I closed the port and went back to bed. But not to sleep. I re-enacted the scenes of my dream, from the first appearance of the little yacht to the catastrophe which drowned us all. As if on a film run at slow speed I watched every moment of that imagined drama, and with a sort of consternation—with something like dismay—I realised that, in the very moment of reaching with my boat-hook to grasp the girl in the yellow oilskins, I had recognised Lindy. Not Mary Armstrong, as I had first thought, but Lindy. It was Lindy in the beauty of her reviving youth I wanted. It was Lindy I had lost.

The shock of that discovery seemed to obliterate the horror of its circumstances. I felt no great unhappiness for the loss of Roderick and Andrew, or the loss of my own life. I still saw that drifting, yellow body, and knew I had lost her.

I am not sure what catalepsy is, or rather what it entails for the sufferer; but for a long time I lay in something like a trance—in a quite unnatural stillness—and broke it, at last, with wilful decision. With, as it were, a deliberate repudiation.

I got up, shaved, and dressed—I put on thick blue trousers and a heavy grey jersey—and on deck found Andrew in a very apologetic mood. In the early morning the weather had changed suddenly, and he was afraid it must have spoiled my sleep.
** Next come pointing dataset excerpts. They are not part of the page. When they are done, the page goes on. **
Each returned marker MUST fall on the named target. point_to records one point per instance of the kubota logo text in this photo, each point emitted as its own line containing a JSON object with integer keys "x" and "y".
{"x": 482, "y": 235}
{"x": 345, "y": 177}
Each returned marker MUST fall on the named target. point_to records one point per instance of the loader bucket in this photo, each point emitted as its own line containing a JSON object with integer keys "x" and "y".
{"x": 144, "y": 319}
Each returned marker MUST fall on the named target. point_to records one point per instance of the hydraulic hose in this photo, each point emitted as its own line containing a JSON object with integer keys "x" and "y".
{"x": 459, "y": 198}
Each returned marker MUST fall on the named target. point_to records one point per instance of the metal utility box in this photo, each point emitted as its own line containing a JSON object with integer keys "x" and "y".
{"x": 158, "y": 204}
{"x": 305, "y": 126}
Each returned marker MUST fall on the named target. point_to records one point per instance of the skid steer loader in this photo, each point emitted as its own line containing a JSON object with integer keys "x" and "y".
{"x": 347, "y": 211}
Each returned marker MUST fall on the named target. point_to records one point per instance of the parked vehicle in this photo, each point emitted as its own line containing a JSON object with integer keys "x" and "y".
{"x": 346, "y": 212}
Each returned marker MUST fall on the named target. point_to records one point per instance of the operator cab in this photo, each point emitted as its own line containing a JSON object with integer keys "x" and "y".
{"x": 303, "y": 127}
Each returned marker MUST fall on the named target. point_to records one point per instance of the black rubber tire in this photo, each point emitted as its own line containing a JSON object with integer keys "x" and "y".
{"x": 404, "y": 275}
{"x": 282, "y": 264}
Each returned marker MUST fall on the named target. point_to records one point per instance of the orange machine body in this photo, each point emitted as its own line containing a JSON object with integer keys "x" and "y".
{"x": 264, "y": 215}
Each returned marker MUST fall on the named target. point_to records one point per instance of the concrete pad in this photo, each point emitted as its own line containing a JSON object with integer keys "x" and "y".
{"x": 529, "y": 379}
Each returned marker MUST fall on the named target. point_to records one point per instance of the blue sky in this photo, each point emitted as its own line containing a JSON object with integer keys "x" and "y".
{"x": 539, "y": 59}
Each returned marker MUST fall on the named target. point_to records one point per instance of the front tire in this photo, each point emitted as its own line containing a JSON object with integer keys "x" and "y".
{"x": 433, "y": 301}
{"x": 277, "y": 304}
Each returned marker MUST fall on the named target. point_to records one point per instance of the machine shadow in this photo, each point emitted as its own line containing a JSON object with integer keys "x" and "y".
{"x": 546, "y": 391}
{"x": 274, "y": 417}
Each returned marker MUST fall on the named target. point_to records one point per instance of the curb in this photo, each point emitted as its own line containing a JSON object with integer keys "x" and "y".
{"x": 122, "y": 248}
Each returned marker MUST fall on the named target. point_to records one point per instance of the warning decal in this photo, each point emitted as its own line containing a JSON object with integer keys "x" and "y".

There was now nearly half a gale blowing, and though we were in no danger—our anchors held securely—he proposed to move farther in among the Summer Isles and shelter under Tanera Mor, the largest of them. ‘It’s no day for going to sea,’ he said, ‘when sea-going’s intended for pleasure.’

I applauded his suggestion, for a peaceful day at anchor under Tanera Mor would suit me very well. I had been writing a short account of our little voyage, and I needed time to finish it. I needed, above all, time to set down my latest dream while its impact was still fresh, its colours as vivid as my remembered emotions. I had to admit, I suppose, that it was resurrection I wanted. A resurrection in Lindy.